During the peak of meme coins in 2021, Cuban even became an ambassador for Dogecoin. He publicly announced that the NBA’s Dallas Mavericks would accept DOGE for tickets and merchandise, with the narrative that meme coins, due to their low price and high inflation, encourage spending rather than hoarding, thus serving as a unique payment medium.

Now, the same person calls meme coins "trash." This dramatic reversal in stance is one of the most representative cases of "faith collapse" in the crypto market.

Bitcoin's safe-haven narrative faces a trust crisis

Cuban’s core argument is that Bitcoin’s role as "digital gold" for hedging is failing. His observation is: when macroeconomic turmoil occurs, gold shows the stability expected of a traditional safe-haven asset, while Bitcoin tends to fall in tandem with risk assets.

This point is not unfounded. Looking back to May 2026, Bitcoin retreated from its high, and the market experienced massive liquidations — CryptoQuant analysts pointed out that futures liquidity was in distress, and the market feared a consolidation. CoinDesk reported on the same day that BTC faced ETF fund outflows and $584 million in long positions were liquidated, with the price stagnating around $78k.

In contrast, gold maintained relative stability or even rose amid market turbulence, forming a stark contrast with Bitcoin’s performance.

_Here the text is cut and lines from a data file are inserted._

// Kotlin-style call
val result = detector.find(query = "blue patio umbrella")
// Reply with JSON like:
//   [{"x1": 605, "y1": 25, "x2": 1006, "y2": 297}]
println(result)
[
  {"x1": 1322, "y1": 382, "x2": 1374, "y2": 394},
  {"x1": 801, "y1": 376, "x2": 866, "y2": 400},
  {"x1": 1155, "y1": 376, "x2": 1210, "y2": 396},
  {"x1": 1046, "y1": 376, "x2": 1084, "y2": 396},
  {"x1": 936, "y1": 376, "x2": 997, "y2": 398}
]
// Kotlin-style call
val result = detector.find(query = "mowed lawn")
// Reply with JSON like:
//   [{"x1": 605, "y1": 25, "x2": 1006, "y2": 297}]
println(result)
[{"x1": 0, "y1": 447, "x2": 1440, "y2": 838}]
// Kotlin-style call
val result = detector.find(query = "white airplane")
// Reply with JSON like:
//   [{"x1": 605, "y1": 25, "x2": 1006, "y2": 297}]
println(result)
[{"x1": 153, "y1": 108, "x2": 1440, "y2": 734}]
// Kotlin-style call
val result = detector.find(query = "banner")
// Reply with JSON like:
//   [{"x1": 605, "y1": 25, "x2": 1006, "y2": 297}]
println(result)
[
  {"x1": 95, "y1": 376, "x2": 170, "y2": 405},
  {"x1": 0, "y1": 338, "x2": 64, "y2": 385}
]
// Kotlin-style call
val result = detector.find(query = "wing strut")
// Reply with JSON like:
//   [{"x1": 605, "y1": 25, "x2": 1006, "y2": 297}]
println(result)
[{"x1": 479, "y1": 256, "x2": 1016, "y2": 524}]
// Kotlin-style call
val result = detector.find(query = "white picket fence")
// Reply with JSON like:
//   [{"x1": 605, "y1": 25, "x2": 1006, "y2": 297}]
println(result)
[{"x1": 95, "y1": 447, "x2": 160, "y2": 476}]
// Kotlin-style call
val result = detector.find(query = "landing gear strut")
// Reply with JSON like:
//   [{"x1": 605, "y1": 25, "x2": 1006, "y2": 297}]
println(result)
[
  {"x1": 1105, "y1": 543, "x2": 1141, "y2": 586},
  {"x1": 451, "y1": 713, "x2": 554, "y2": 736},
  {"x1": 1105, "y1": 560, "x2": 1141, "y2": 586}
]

Cuban’s disappointment, to some extent, reflects a common confusion among crypto investors: if Bitcoin cannot provide safe-haven functions during crises, what exactly supports its label as "digital gold"?

Cross-jurisdiction comparison: How Asian markets view the safe-haven narrative

In Asian markets, Bitcoin’s safe-haven role is similarly questioned. Many crypto investors in Korea and domestic regions see BTC as a highly volatile speculative asset rather than a traditional safe-haven tool. Some local crypto communities even call Bitcoin "risk gold" — it indeed rises, but in times of real need for hedging, it often declines along with US stocks.

Notably, unlike Cuban, Asian crypto institutional investors have mixed views. Some Wall Street funds (like BlackRock IBIT) continue to accumulate BTC, but many local Asian funds tend to see Bitcoin as a speculative exposure within their portfolios rather than a true safe-haven asset.

Cuban’s retreat signals, more than his correctness, are significant for the crypto market — after all, his 2019 criticism of Bitcoin was proven wrong by the market — but when a once-advocate publicly expresses "disappointment," this narrative shift often impacts market confidence more than ongoing criticism.